Mittwoch, 4. Februar 2015

CSC – Die ersten Blüten

von Floh Söllner

 

CSCistOK-Filtertipps-Papers

 

Wie jeden Monat berich­tet das Hanfjournal aktuell von der im letzten September gestarteten Kampagne „CSCistOK!“, deren Hauptziel ist es, das Modell der „Cannabis Social Clubs“ in der breiten Öffent­lichkeit bekannter zu machen, über die Abläufe und Vorteile eines CSCs zu informieren und sobald als möglich in je­der europäischen Stadt einen solchen zu eröffnen. Die Rück­meldungen auf der CSC-Akti­visten-Datenbank sind bisher weiterhin positiv. Vielerorts kommt es zur Gründung von CSC-Gruppen.

 

Die Ausbildung von CSC-geschulten Aktivisten/ innen ist ebenfalls ein wesent­liches Ziel der Kampagnenar­beit und so ist es erfreulich, dass ein erster Volontär in der Zentrale auf Fuerteven­tura eingestellt werden konn­te. Seit Mitte Januar ist der Hanfaktivist, Liedermacher, und Festivalveranstalter Floh Söllner in der Zentrale auf Fu­erteventura beschäftigt. Söll­ner wird zukünftig die Kam­pagne medial unterstützen und unter anderem Artikel auf Facebook und Twitter veröffentlichen und in dem monatlichen Live-Hangouts (Jeden 15. und 30. des Mo­nats) aktiv werden.

 

Die Kampagne kann durch den Kauf der offiziellen „CS­CistOK!“-Longpapers und Filtertipps finanziell unter­stützt werden. Diese können auf der Webseite der Initiative, www.cscistok.eu erworben werden.
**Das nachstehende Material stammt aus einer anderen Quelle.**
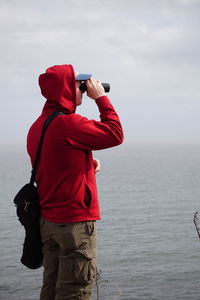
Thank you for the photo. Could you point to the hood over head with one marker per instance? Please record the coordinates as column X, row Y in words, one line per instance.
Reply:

4 Antworten auf „CSC – Die ersten Blüten

  1. Ralf

    Ja, immer schön weiter bei diesem Unrechtssystem um unsere Rechte betteln, das schafft Respekt und Selbstbewußtsein. Ja nicht fordern, damit die ganze Welt weiß was für erbärmliche Heulsusen die Kiffer sind, die mit ihren Peinigern auch noch gemeinsame Sache machen.

  2. Ralf

    Und noch etwas, wenn ich diese miese Visage von diesem Kriegsgewinnnler von Strafverteidiger oben sehe wird mir schlecht. Dieses miese Gesockse von Juristenpack bereichert sich seit zig Jahren an unserem Unglück, nimmt die Kiffer aus wie die Weihnachtgänse saugt sie aus wie Vampiere, verhöhnt damit die Opfer und legitimiert den permanenten Verfassungsbruch dieser Prohibitionsverbrecher. Sie müssen die Cannabiskonsumenten gratis verteidigen sonst sind sie nichts weiter als erbärmliche, unglaubwürdige Aasgeier die sich am Elend vieler Unschuldiger mästen, einfach nur Ekelhaft. Wenn sie Geld brauchen sollen sie das von den Verbrechern dieser Welt nehmen, da gibt es genug. Die meisten von denen landen halt genau wie diese Verbrecher von Verfassungsbrechern und Unterdrückern, weil die Bullen ihre Arbeit nicht machen, sondern mit Freude und Spaß lieber Kiffer jagen, anders als die Cannabiskonsumenten, nie vor einem Richter.

  3. Sebastian Clausen

    Nehmt doch mal was anderes als Longpapers und Filtertips, es gibt nicht nur Konsumenten die das Zeug als Joint konsumieren. Was neutrales fänd ich da besser :-/
    Fand ich schon beim DHV nicht so toll.

  4. Sebastian

    Na , wo gibt es denn sonst Tips aus Hanf, wenn nicht bei DHV.
    Und das Equipment schenkt man denen die Joints rauchen, um die Idee zu verbreiten.